Finch Aerospace Corp. v. City of San Diego (2017) _ Cal.App.5th _ , 2017 WL 727611: See summary above under Government. Vieira Enterprises v. McCoy (2017) _ Cal.App.5th _ , 2017 WL 281816: The Court of Appeal affirmed the trial court’s decisions, in a real property boundary case, that plaintiff had not carried its burden of establishing all the elements of adverse possession, that structures built by defendant on plaintiff’s right of way did not unreasonably interfere with plaintiff’s right of way, and that a mobile home extension built on defendant’s right of way did not unreasonably interfere with his right of way. The Court of Appeal also affirmed the jury’s verdict awarding defendant $20,000 after it found that plaintiff’s blockading of the road involved trespassing on defendant’s property.

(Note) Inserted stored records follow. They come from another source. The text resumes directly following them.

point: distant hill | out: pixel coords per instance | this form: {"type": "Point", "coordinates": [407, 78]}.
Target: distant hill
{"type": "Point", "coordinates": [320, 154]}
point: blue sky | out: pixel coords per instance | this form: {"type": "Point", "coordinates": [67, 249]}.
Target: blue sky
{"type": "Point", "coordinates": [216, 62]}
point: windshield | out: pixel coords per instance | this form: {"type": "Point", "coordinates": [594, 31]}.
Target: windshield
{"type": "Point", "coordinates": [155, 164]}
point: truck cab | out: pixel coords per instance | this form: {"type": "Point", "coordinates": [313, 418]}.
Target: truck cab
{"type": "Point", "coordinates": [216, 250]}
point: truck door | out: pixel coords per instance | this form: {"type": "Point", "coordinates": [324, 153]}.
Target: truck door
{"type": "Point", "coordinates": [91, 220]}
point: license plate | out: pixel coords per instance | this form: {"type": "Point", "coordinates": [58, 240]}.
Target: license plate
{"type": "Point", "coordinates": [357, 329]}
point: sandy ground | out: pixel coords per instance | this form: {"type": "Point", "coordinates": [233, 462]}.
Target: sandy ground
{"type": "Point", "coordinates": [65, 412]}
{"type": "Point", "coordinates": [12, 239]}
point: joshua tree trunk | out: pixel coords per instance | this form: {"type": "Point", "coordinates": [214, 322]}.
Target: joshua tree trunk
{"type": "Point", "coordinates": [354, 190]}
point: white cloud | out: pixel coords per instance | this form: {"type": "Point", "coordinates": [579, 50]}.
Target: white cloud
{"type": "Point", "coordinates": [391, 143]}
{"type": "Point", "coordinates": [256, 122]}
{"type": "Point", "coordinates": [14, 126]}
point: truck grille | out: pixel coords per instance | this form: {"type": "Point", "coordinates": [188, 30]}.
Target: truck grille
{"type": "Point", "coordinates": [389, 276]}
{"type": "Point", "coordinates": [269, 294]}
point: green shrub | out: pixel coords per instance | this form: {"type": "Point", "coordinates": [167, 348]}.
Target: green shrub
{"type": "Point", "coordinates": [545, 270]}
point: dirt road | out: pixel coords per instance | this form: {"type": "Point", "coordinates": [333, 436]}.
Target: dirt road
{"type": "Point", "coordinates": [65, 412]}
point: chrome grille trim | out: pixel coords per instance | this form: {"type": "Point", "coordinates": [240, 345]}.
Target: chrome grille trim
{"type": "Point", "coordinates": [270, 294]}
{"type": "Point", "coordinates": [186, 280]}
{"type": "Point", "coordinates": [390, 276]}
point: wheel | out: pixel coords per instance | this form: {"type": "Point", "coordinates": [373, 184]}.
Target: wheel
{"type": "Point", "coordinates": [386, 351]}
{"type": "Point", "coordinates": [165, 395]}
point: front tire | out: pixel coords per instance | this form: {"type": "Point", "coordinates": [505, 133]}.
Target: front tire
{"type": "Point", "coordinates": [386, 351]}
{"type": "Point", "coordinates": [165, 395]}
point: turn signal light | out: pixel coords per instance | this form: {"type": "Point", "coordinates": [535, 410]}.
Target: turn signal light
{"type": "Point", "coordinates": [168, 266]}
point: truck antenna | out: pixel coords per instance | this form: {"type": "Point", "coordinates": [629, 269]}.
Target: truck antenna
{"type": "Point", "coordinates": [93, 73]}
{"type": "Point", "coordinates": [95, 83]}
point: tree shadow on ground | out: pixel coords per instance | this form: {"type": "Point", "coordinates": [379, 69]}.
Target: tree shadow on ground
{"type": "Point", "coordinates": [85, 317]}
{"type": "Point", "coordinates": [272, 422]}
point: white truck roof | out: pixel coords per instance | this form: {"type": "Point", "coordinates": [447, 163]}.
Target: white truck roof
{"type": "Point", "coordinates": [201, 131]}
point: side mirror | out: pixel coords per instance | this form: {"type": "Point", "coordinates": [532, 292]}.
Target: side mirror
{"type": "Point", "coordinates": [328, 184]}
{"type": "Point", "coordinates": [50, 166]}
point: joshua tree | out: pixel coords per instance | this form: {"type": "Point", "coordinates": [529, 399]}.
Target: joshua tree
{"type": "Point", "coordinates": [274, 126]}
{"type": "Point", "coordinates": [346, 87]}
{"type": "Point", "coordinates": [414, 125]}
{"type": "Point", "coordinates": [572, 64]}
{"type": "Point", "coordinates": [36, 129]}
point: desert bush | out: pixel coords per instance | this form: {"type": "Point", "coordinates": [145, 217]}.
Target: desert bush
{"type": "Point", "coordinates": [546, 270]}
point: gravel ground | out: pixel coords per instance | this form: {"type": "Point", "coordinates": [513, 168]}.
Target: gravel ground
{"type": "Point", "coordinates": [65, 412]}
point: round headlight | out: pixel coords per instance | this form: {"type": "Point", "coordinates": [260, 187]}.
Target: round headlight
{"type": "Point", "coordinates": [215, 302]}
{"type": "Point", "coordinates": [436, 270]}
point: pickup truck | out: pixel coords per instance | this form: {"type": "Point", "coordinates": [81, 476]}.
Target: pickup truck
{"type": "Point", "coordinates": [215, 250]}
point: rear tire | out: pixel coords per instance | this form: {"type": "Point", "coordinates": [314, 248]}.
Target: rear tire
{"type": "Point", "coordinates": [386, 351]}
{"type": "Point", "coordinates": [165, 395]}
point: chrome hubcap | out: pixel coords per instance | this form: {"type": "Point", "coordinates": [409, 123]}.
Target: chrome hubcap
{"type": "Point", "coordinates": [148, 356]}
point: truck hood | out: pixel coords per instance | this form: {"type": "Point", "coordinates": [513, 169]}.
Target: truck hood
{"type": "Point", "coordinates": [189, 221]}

While the Court of Appeal ruled that the burden of proof of a prescriptive easement or prescriptive termination of an easement is not clear and convincing evidence and that adverse possession of an easement can originate with the possessor’s mistake, and also stated that the trial court should have instructed the jury about damages for annoyance and discomfort consistent with Kelly v. CB & I Constructors, Inc. (2009) 179 Cal.App.4th 442, these findings did not require reversal of the judgment. (C.A. 6th, filed January 23, 2017, published February 22, 2017.)
Torts (Duty, Vicarious Liability)
Argentieri v. Zuckerberg (2017) _ Cal.App.5th _ , 2017 WL 605313: See summary above under Civil Procedure.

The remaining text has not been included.